Even if he’d lost the case, this action shows that Jordan (who has vowed to donate the verdict to Chicago charities) is not only a sports legend, but a prudent businessman as well.
Name and Likeness
One of the most marketed sports figures ever, Jordan’s image has been used to sell billions of dollars worth of Coca-Cola, Chevrolet, Gatorade, Hanes, McDonald’s, Nike, Wheaties, and more.
Jordan is a remarkable athlete and a remarkable brand, too. The Jordan brand, build on his superhuman reputation on the basketball court, helps other brands sell more.
That’s why he can charge a minimum of $10 million to lend his name and likeness to ads for products. Why should Dominick’s have been allowed to use it for free?
Outside the courthouse, Jordan told reporters that the case was “never, never about the money. It was about the principle of protecting my name and my likeness. I just felt like someone took advantage of it, and I’m glad the courts totally understood that today.”
This case provides some important lessons for businesses of any size.
Lesson #1: Establish Your Brand
Elementary, right? But without a strong brand identity, there’s really nothing to protect.
What do you think of when you hear “Michael Jordan?” I am not a sports enthusiast. I never even saw him play, yet I immediately think “greatness.” I know that he is one of the greatest—if not the greatest—basketball player ever.
When the public (or your specific audience) hears your company’s name, they too should have an immediate association. Some very well-known examples of this phenomenon include BMW (“ultimate driving machine”), Federal Express (“overnight delivery”), and Apple (“Think different”.)
Sure, it can take years—sometimes decades—to get that kind of brand recognition. So start building: As renowned marketing strategists Al and Laura Reis stated in their authoritative 22 Immutable Laws of Branding, “In the long term … all that is left is the difference between your brand name and the brand names of your competitors.”

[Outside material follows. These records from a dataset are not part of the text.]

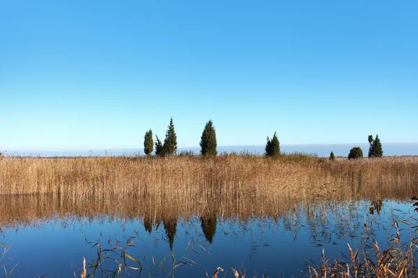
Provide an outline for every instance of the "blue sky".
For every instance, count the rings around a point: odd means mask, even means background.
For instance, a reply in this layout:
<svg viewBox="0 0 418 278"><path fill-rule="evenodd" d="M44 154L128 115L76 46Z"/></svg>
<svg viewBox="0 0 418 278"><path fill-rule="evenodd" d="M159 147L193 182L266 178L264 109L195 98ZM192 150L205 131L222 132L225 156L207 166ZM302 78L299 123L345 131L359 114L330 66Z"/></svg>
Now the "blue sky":
<svg viewBox="0 0 418 278"><path fill-rule="evenodd" d="M418 142L416 1L0 2L0 149Z"/></svg>

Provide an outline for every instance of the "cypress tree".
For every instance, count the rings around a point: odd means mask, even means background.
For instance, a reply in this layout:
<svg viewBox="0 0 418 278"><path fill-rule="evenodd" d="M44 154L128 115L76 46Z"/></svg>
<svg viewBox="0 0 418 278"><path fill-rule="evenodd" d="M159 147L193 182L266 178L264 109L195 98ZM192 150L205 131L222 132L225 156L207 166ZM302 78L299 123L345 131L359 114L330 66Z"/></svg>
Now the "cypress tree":
<svg viewBox="0 0 418 278"><path fill-rule="evenodd" d="M361 158L363 157L363 151L359 147L355 147L350 150L348 159Z"/></svg>
<svg viewBox="0 0 418 278"><path fill-rule="evenodd" d="M217 151L216 150L216 147L217 147L216 131L215 131L215 127L211 120L206 123L203 132L202 132L200 146L202 156L215 156L217 154Z"/></svg>
<svg viewBox="0 0 418 278"><path fill-rule="evenodd" d="M382 149L382 143L379 136L376 134L376 138L373 140L369 157L382 157L383 156L383 150Z"/></svg>
<svg viewBox="0 0 418 278"><path fill-rule="evenodd" d="M331 151L331 154L330 154L330 160L333 161L335 160L335 156L334 155L334 152L332 151Z"/></svg>
<svg viewBox="0 0 418 278"><path fill-rule="evenodd" d="M164 156L165 155L164 146L158 136L155 136L155 138L157 138L155 141L155 155L157 156Z"/></svg>
<svg viewBox="0 0 418 278"><path fill-rule="evenodd" d="M372 151L372 146L373 146L373 136L369 135L367 140L369 140L369 157L371 157L371 151Z"/></svg>
<svg viewBox="0 0 418 278"><path fill-rule="evenodd" d="M267 156L277 156L280 155L280 142L274 132L273 138L270 139L267 136L267 144L265 144L265 155Z"/></svg>
<svg viewBox="0 0 418 278"><path fill-rule="evenodd" d="M154 141L153 140L153 131L150 129L145 133L144 136L144 152L147 156L150 156L154 150Z"/></svg>
<svg viewBox="0 0 418 278"><path fill-rule="evenodd" d="M176 154L177 153L177 136L174 131L174 124L173 118L170 119L170 124L166 131L166 138L164 140L164 155Z"/></svg>

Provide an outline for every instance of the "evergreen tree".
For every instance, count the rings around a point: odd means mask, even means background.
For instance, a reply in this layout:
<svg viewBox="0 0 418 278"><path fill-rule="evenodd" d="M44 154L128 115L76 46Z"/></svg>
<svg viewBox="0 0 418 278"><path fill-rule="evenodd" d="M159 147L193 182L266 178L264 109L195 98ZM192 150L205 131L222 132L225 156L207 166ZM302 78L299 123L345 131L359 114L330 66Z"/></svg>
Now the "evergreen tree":
<svg viewBox="0 0 418 278"><path fill-rule="evenodd" d="M150 129L145 133L145 136L144 136L144 152L149 156L153 150L154 150L154 140L153 140L153 131Z"/></svg>
<svg viewBox="0 0 418 278"><path fill-rule="evenodd" d="M332 151L331 151L331 154L330 154L330 160L333 161L335 160L335 156L334 155L334 152Z"/></svg>
<svg viewBox="0 0 418 278"><path fill-rule="evenodd" d="M216 131L211 120L206 123L203 132L202 132L200 146L202 156L215 156L217 154Z"/></svg>
<svg viewBox="0 0 418 278"><path fill-rule="evenodd" d="M166 131L166 138L164 140L164 154L171 155L177 153L177 136L174 131L173 118L170 119L170 124Z"/></svg>
<svg viewBox="0 0 418 278"><path fill-rule="evenodd" d="M371 146L373 145L373 136L369 135L367 140L369 140L369 157L371 157Z"/></svg>
<svg viewBox="0 0 418 278"><path fill-rule="evenodd" d="M376 138L371 143L369 157L382 157L383 156L383 150L382 149L382 143L379 136L376 134Z"/></svg>
<svg viewBox="0 0 418 278"><path fill-rule="evenodd" d="M363 151L359 147L355 147L350 150L348 159L361 158L363 157Z"/></svg>
<svg viewBox="0 0 418 278"><path fill-rule="evenodd" d="M280 142L274 132L273 138L270 139L267 136L267 144L265 144L265 155L268 156L277 156L280 155Z"/></svg>
<svg viewBox="0 0 418 278"><path fill-rule="evenodd" d="M155 141L155 155L157 156L164 156L165 155L164 146L161 140L158 139L158 136L155 136L157 140Z"/></svg>

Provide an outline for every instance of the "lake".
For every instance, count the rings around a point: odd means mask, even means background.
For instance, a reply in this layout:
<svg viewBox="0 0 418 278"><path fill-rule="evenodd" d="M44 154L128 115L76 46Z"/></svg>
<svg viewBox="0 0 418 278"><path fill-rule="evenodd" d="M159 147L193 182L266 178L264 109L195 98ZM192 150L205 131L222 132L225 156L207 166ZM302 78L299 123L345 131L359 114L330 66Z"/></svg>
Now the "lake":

The exact steps you take to establish your brand is a question beyond the scope of this article. There is plenty of information available on the subject in books and courses like this one.
Lesson #2: Trademark It
A brand is not only the name of your company but can be other things that are intimately associated with your product or service, such as the design of your logo and your tag line. For instance, in the case of Nike, there’s the name, the “woosh” design that’s on their shoes and in their ads, and the tag line, “Just do it.”
All of these items are trademarked. That means that they are registered with state or federal trademarking authorities. In the U.S., the federal authority is the U.S. Patent and Trademark Office your decision to register with a state or federal agency would be based on your geographic area of operation. If you sell locally only, federal registration may not be a concern for you.
Trademarking your name, logo, tag line and other attributes of your brand gives you power to maintain your brand’s integrity. If your trademarks are registered, unscrupulous parties who use your identifying marks without permission (to profit off the strength of your brand) can face prosecution. Trademarking can also protect your customers from being sold substandard products or services by the same unscrupulous parties.
Jordan’s case against Dominick’s was not literally for a trademark violation, but for invoking his image—long established as being worth hundreds of millions of dollars to advertisers—without his permission.
You may not be dealing with those kinds of numbers (yet) but it still pays to protect the elements intimately associated with your brand.
Hopefully you’ll never have to defend your trademarks. But if you do, and they are registered, your case will more than likely be a slam dunk.